Formada por um advogado, um empresário, um militar e uma personal trainer, a equipe Quasar Lontra, apoiada por ISTOÉ, é um dos mais promissores times nacionais. Os preparativos não são poucos. Seus integrantes se exercitam pelo menos duas horas por dia, nas brechas do trabalho, e se encontram todos os finais de semana para praticar. Quando não disputam provas menores, de 24 a 36 horas, os esportistas correm e pedalam juntos no sábado ou no domingo. Na Eco-Challenge, outras duas equipes de ponta também representarão o País: a Ema Brasil e a AXN Atenah.

Essa modalidade de esporte radical, consagrada nos anos 90, foi batizada de corrida de aventura. Apesar de estar aberta a qualquer pessoa de
boa vontade, é preciso ter preparo físico excepcional para enfrentá-la até o fim. Esse é o caso dos competidores da Quasar Lontra. Todos já passaram pelo triatlo, que reúne natação, ciclismo e corrida.

Em geral, as provas são disputadas por equipes de quatro pessoas, sendo uma delas do sexo oposto. A improvisação é o elemento-chave: momentos antes da largada, as equipes recebem um mapa da região, com locais por onde devem passar numa ordem pré-determinada. O trajeto até esses pontos de controle é definido pela equipe e inclui trechos em meio a rios, florestas fechadas e outros obstáculos. Pelo menos um dos integrantes precisa levar uma bússola, já que os sistemas de localização por satélite (GPS) são proibidos.
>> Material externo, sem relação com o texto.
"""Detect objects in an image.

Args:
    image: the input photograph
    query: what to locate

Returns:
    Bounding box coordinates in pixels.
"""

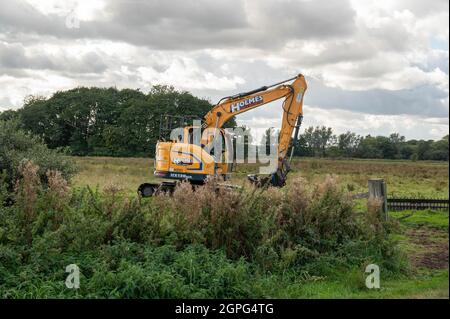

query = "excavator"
[138,74,307,197]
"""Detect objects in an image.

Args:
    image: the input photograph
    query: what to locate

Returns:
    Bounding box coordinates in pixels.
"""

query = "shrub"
[0,120,75,192]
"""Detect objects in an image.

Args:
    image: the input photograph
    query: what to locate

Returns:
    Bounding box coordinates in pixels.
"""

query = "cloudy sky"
[0,0,449,139]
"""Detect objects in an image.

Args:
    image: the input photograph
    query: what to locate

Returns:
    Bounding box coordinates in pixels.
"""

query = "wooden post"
[369,179,388,220]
Pouco sono – A idéia é passar por todos os pontos no menor tempo possível. Não há paradas para descanso nem divisão por dias; ganha quem chegar primeiro, ainda que signifique não pregar os olhos por várias noites. “Em provas mais longas, dormimos entre 40 minutos e 1h30 por dia”, diz a personal trainer Marina Verdini, 27 anos. “Antes de competir, não entendia como alguém podia passar por isso. Mas a descarga de adrenalina é tão grande que você fica ligado”, ela arrisca uma explicação. Para se ter uma idéia, provas programadas para dez dias
são concluídas em cinco ou seis dias pelos primeiros colocados.

Além disso, em cada trecho é preciso percorrer as distâncias de forma diferente. Pode ser a pé, de bicicleta ou a bordo de uma canoa. As provas incluem ainda escalada e nado. “Não adianta ser excepcional em uma ou outra modalidade. É preciso ter uma boa média em todas”, comenta o empresário Fabrizio Giovannini, 38 anos.
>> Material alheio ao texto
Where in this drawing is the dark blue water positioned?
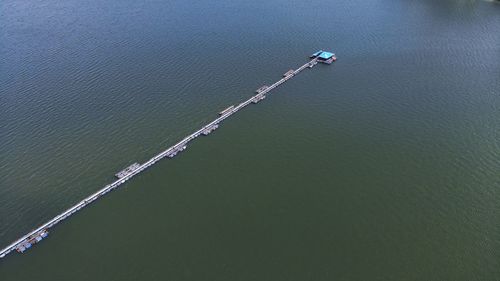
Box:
[0,0,500,281]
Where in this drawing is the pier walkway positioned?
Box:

Não há dúvida de que quem participa da corrida de aventura precisa ter sangue frio. Entre mortos e feridos, há luxações, bolhas no pé, desidratação e até hipotermia, queda excessiva na temperatura corporal. Em um dia, o atleta pode perder 13 mil calorias. Mesmo quem se alimenta de uma dieta rica em proteínas e carboidratos no final sofre com a perda de massa muscular.
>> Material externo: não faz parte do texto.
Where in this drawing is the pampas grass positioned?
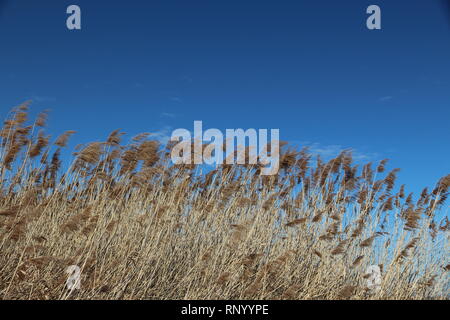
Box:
[0,104,450,299]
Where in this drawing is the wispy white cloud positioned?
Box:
[379,96,394,102]
[295,141,380,162]
[160,112,177,118]
[151,126,173,144]
[169,97,183,103]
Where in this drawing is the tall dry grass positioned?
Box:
[0,104,450,299]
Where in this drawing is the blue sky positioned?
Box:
[0,0,450,192]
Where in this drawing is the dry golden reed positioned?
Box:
[0,102,450,299]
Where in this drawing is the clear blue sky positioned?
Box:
[0,0,450,192]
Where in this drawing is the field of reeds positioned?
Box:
[0,104,450,299]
No Eco-Challenge, a Quasar Lontra deve consumir até oito mil calorias diárias, principalmente de alimentos desidratados. A mochila também vai cheia de barras de cereais, carboidrato em gel e frutas secas, ingeridas a cada duas horas. Em provas mais curtas, o alimento-chave é peculiar: pizza amanhecida, guardada em papel alumínio. “É uma delícia e alimenta”, brinca Marina, já habituada a essa dieta.

Início precoce – Como os outros, Marina começou cedo a praticar esportes. Aos nove, fazia natação. Aos 16, passou ao biatlo, prova de natação que inclui também corrida. E aos 18 entrou no triatlo. “Sempre gostei muito de esporte; sou muito competitiva”, diz. As provas com três atividades fazem parte do currículo dos demais integrantes da equipe. O advogado Victor Lopes Teixeira Filho praticou o esporte por quase dez anos, antes de saltar para a corrida de aventuras. Aos 44 anos, casado e pai de uma menina de 16, Teixeira é o mais velho da equipe. A idade, para ele, não influi no desempenho. A maturidade e a resistência, explica, ajudam a superar os contratempos. Ele só reclama do ritmo intenso de treinos e competições. “Filme eu só vejo em casa. E devo ter saído para passear só umas duas vezes neste ano”, reclama. “Ultimamente, tenho visto mais os companheiros de equipe do que minha filha.”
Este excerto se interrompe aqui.